Oh, fuck off, Time. All this stuff's been there for years. Before Wikipedia, if you wanted to know the names of all the Green Lanterns, you had to search Yahoo, find the Green Lantern Fan WebRing, and look through them until you found a nerd that had listed all of them, from Alan Scott to Hal Jordan's Resurrected Corpse. But you know what? SOMEONE ALWAYS HAD. All Wikipedia does is keep the nerds from having to have hosting and basic HTML knowledge.

And the many wresting power from the few? Is that really what's happening? Is that really the phrase you want to attach to American society circa 2006? When all the money is moving from the many to the few. When the executive branch is pulling power from the many to the one. But thanks to MySpace, the poetry of 14-year-old girls is being set to music and distributed globally, instead of staying in purple notebooks. I'm so glad Time recognizes this.

And the worst part is, they know the "many" are a bunch of fucking morons, and they don't CARE.

"Sure, it's a mistake to romanticize all this any more than is strictly necessary. Web 2.0 harnesses the stupidity of crowds as well as its wisdom. Some of the comments on YouTube make you weep for the future of humanity just for the spelling alone, never mind the obscenity and the naked hatred. But that's what makes all this interesting. Web 2.0 is a massive social experiment, and like any experiment worth trying, it could fail."

First, I love that they admit they're romanticizing this, but only as much as is strictly necessary. Yeah, strictly necessary to make deadline and not piss off your readership with a politically divisive choice. The great thing about this year's pick is it will piss everyone off in a nice, friendly, generic way. Except me, who's been saying for years that the Internet's ability to allow us to know what other people are thinking is the worst thing about it. And Time wants to tell me that not only am I part of the problem, I should be happy about it.

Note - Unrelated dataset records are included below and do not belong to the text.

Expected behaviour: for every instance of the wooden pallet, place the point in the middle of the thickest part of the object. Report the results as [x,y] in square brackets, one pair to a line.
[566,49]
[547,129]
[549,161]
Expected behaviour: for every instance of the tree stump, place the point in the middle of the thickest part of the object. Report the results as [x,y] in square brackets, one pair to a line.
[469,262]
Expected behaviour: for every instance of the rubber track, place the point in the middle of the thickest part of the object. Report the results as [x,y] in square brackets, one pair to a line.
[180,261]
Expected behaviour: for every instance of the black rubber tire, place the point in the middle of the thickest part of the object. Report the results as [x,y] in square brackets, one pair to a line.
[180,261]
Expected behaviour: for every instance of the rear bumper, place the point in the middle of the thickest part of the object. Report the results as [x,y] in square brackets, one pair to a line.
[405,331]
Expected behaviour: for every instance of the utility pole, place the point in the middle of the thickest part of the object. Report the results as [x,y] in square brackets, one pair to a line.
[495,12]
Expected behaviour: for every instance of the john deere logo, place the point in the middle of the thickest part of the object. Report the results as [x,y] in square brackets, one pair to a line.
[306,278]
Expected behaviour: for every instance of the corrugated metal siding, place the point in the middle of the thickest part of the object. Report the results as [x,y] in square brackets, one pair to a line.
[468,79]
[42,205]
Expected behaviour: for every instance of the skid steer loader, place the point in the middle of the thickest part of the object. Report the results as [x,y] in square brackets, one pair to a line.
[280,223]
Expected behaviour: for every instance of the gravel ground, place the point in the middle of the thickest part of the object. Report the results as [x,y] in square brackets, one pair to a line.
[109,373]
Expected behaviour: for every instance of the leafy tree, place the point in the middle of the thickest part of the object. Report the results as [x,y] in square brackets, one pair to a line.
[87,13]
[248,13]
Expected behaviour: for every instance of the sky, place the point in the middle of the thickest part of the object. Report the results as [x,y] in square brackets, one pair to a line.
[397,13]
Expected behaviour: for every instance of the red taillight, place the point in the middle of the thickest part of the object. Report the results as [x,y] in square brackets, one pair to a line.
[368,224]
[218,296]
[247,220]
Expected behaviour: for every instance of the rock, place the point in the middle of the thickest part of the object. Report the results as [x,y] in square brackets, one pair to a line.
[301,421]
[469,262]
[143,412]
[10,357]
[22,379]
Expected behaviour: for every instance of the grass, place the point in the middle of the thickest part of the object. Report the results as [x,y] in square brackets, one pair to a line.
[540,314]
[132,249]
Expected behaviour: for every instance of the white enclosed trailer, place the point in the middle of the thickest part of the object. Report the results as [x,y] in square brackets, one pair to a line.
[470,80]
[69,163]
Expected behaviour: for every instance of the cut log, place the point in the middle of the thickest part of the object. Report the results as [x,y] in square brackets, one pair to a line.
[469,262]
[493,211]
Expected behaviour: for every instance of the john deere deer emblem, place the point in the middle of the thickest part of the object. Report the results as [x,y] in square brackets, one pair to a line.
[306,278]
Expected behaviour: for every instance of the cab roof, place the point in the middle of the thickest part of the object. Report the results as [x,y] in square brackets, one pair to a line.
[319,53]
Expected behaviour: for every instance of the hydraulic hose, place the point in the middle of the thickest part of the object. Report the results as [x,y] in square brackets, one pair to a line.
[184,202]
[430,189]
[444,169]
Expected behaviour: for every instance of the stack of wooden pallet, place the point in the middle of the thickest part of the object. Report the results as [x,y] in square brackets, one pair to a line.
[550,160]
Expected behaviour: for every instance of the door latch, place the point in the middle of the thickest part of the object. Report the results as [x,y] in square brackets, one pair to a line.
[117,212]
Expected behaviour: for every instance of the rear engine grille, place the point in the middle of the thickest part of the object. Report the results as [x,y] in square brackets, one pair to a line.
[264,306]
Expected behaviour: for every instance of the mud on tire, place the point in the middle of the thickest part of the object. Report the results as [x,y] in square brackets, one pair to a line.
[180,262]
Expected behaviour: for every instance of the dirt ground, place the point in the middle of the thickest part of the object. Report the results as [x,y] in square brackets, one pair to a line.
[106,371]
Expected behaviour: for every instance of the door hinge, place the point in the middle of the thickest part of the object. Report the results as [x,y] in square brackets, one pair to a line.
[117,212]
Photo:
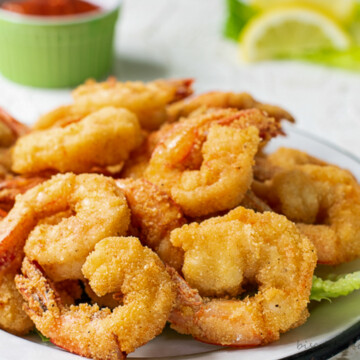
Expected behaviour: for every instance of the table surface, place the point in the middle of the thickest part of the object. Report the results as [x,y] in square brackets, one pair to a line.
[169,38]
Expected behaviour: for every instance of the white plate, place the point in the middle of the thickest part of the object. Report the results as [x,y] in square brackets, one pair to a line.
[329,329]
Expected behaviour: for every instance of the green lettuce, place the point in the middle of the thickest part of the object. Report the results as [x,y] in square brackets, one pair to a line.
[335,286]
[238,15]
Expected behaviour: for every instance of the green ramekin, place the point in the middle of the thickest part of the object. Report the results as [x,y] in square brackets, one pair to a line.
[55,52]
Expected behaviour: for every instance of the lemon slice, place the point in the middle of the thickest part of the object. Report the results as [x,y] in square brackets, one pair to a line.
[289,32]
[341,10]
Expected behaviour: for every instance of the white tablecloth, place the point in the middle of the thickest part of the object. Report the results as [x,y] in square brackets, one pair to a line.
[169,38]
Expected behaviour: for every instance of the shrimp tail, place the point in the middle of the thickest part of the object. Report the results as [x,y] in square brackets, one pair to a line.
[183,88]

And on top of that, they actually want me to buy my own copy of the magazine with me on the cover. Which is fucking ridiculous. Does Condi Rice get this treatment? She does not. I bet even those foreign kids standing in front of their bombed-out houses get comped. But nothing for the peer-to-peer Internet Changemeisters. Maybe they just assume we'll all torrent a scan of the issue. THAT'S REAL POWER.